In the last few years, the proliferation of vision-related material (tutorials, publications, software, datasets, etc.) on the Internet has further developed the natural multidisciplinary call of our field, and created new occasions for cross fertilization. Today’s research on computer vision is an original mix of mathematics, computer science, engineering, and physics, often taking inspiration from neighboring fields, such as the brain and behavioral sciences.

Technological advancements are also playing a crucial role in the rapid ripening of computer vision. The ever increasing performance of microprocessors and GPUs can support more and more complex software to run even in mobile, real-life scenarios. On the other hand, new generation data acquisition, storage and transmission devices can easily produce huge amounts of visual data such as high resolution images, videos, and 3D maps: Dealing with them effectively is a tremendous yet rewarding challenge, that must be met with careful data representations, powerful computational models and robust estimation techniques.

This special issue includes six carefully selected examples of current trends in pure and applied research in large-scale computer vision. The papers are all from renowned academic and industrial research groups scattered around the world—USA, Europe, Middle and Far East. The contributions cover different themes, from early vision to geometry and tracking, through visual recognition, learning and semantic segmentation.

In “Reconstructing the World’s Museums,” J. Xiao and Y. Furukawa offer a modern treatment of the problem of 3D reconstruction and visualization. They introduce a Constructive Solid Geometry representation consisting of volume primitives, in order to obtain well-regularized, texture-mapped three-dimensional maps of large-scale indoor environments. Although constructed from ground-level photographs and 3D laser points, the maps can be fully rendered from aerial viewpoints to improve fruition effectiveness.
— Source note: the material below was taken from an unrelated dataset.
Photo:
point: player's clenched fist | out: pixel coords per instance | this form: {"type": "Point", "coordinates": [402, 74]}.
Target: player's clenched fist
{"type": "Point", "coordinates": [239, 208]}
The paper “People Watching: Human Actions as a Cue for Single View Geometry” by D.F. Fouhey, V. Delaitre, A. Gupta, A.A. Efros, I. Laptev and J. Sivic, combines in an original way the two traditional areas of scene reconstruction and visual recognition. The authors show that observing people performing different actions and suitably estimating body poses can be a powerful cue to the understanding of a 3D scene even when just a single view is available.

“Photo Sequencing” by T. Dekel, Y. Moses and S. Avidan addresses the difficult problem of temporally ordering a collection of still images taken asynchronously by a set of uncalibrated smartphone cameras. To this aim, static and dynamic features are first extracted from the images, which are used respectively to determine the relative geometry and produce a partial ordering for camera pairs. Rank aggregation is then used to combine the pairwise ordering into a globally consistent estimate of temporal order.

An important extension to the theory of MRFs and their use in early vision is proposed in “Filter-based Mean-Field Inference for Random Fields with Higher-Order Terms and Product Label-Spaces” by V. Vineet, J. Warrell and P.H.S. Torr. The authors show how to include higher-order terms in random field models in such a way that filter-based inference remains possible, and also extend their formulation to product label-space models. They demonstrate the efficiency of their approach on joint object-stereo labeling and object class segmentation.

A hot topic in learning and large-scale recognition is the optimization of classifiers for improving generalization performance while keeping low the computational cost. In “Low-Rank Bilinear Classification: Efficient Convex Optimization and Extensions,” T. Kobayashi proposes a convex optimization framework for bilinear classifiers based on trace norm minimization, which reduces the rank of the matrix with no approximations nor hard constraints on it. In addition, the paper proposes two novel extensions of the bilinear classifier in terms of multiple kernel learning and cross-modal learning.

The last paper of the issue, “ImageNet Auto-annotation with Segmentation Propagation” by M. Guillaumin, D. Küttel and V. Ferrari, focuses on the stimulating topic of semantic segmentation. The authors introduce ImageNet, a large-scale hierarchical database, and propose to automatically populate it starting from existing manual annotations, in the form of class labels and bounding boxes. The idea is to employ the images segmented so far to help segmenting new, unsegmented images. Segmentation propagation is based on semantic relationships, and is done both at the image level and at the class level.

We heartily wish all readers to enjoy the papers of this special issue, which we hope can be a source of inspiration for their future work and for the general progress of our fascinating discipline.